I had a vague recollection of a River Cottage recipe for knocking up Ginger Beer in just a few minutes, and as I rather like drinking the stuff, was bored and was having a weekend of doing a lot of things with yeast*, I thought I’d give it a try. After all, how hard could it be?


Makes about 1.8 litres

1600ml water – w/o chlorine if possible, but the lemon juice should offset that
1/4 tsp yeast
225g sugar
juice of 1 lemon
3 big lumps of ginger – grated not chopped, you want juice
2 teaspoons of runny honey

Ginger Beer Ingredients

You need a sterilised 2 litre plastic bottle, the type that fizzy drinks and water come in. Rather than sterilising it, I just paid 17p at Morrisons for a new one and got the water thrown in too.

You also need a device to get the Stuff into the bottle. I used a rolled up piece of A4 paper, but many people favour plastic funnels. If your funnel neck is narrow, you’ll likely need a chopstick to poke the mixture through when it gets stuck

A 2 litre jug helps and you need some cheesecloth or muslin or something to use as a fine meshed filter. A fine sieve might also do it, but would be annoying to clean.


You have a couple of variables to adjust depending upon how gingery you like it and how fizzy you’d like it to be.

If you like a mild flavour then chop your ginger (or blender it), whereas if you like a fuller flavour then grate it. Grating releases more of the juicy bits from the stringy fibrous bits of ginger root. If you like it fizzier, then use half a teaspoon of yeast, but please do be careful not to explode your bottle all over the place by over pressurising it. Do not use a glass bottle.

The method is essentially mixing up all the ingredients and get them into the bottle, I’ve found it easier and less messy if I do it in stages.

Grate your ginger into a 1 litre jug. To this, add the lemon juice, the honey, the sugar and about half a pint of water.

Mix it all up and pour it into your bottle, using more water to get the solids out of the jug and into the bottle.

Fill the bottle about half way, put the lid on it and shake it up a lot to get it all properly mixed together.

Carefully spoon in the yeast and top up the water until there’s 2 – 3 inches of air left. You need this space for the CO2 gas to expand into and to judge the pressure by seeing how squashable the bottle is.

Shake it up again.

All mixed up and ready to wait

Leave the bottle at room temperature for about 48 hours.

After about 12-18 hours, you should be able to judge progress by feeling the difference in pressure by squashing the bottle gently with your fingers. At the start it should be easily squashable. It’s ready when you can’t noticably squash it. You should also notice that most of the solids float to the surface, buoyed by all the gas.

Bubbly ginger beer after 48 hours

Very very slowly release the pressure. Take many minutes over this, unless you like ginger beer fountains.

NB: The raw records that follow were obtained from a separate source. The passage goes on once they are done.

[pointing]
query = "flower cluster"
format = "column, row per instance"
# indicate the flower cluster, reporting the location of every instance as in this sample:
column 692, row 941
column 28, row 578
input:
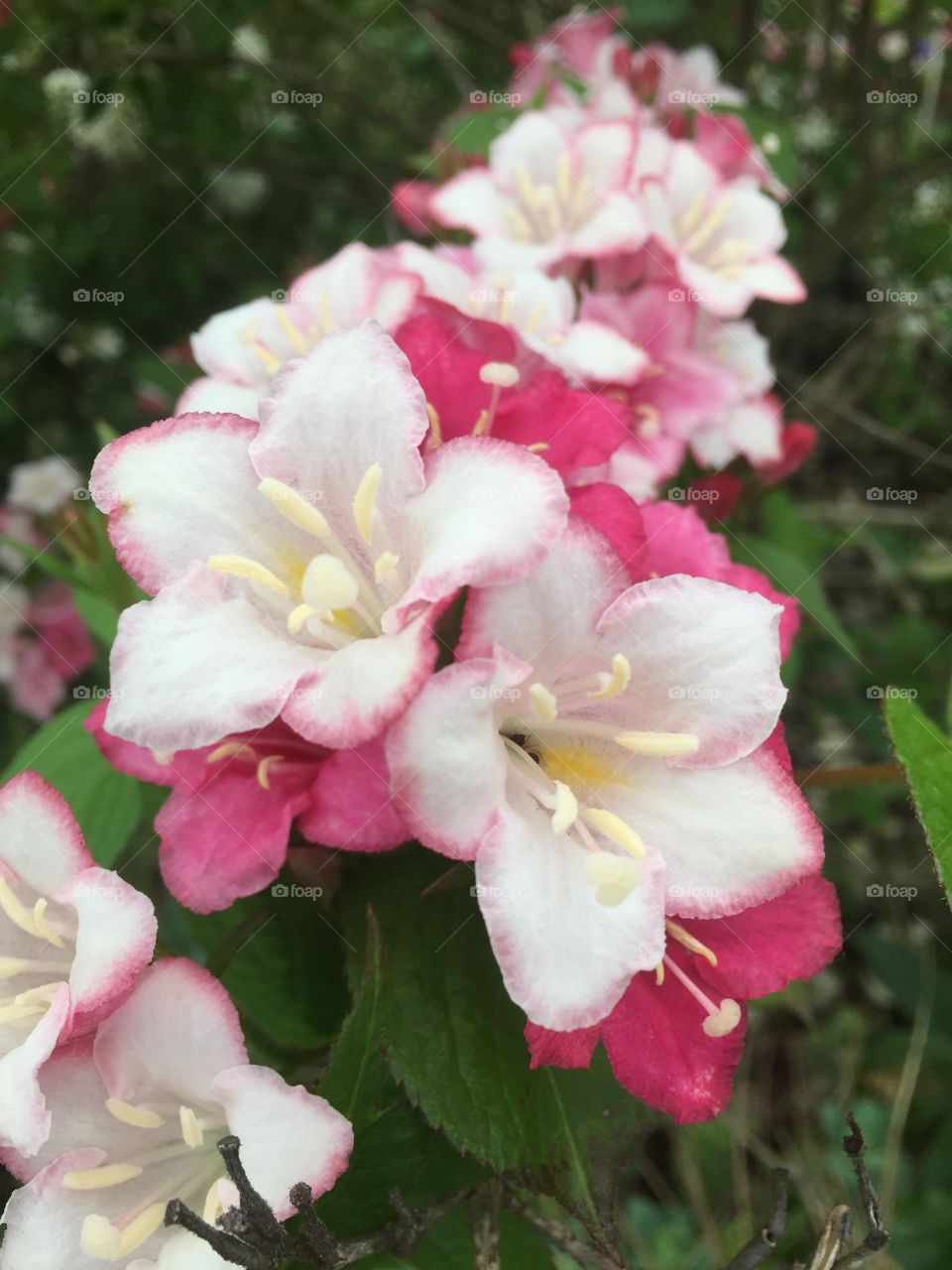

Pour the mix through your cheesecloth back into your jug to remove as much of the solids and sediment as you can possibly manage, and then decant back into your now cleaned bottle.

Store it in the fridge until you want to drink it. Fridge means cold, so the remaining yeast will be much slowed down. A bit of yeast action is good though, because it will put the fizz back into your ginger beer after you let it all out when decanting it.

Enjoy over ice with a slice of lime, or mixed with some cheap blended whisky. I prefer it neat.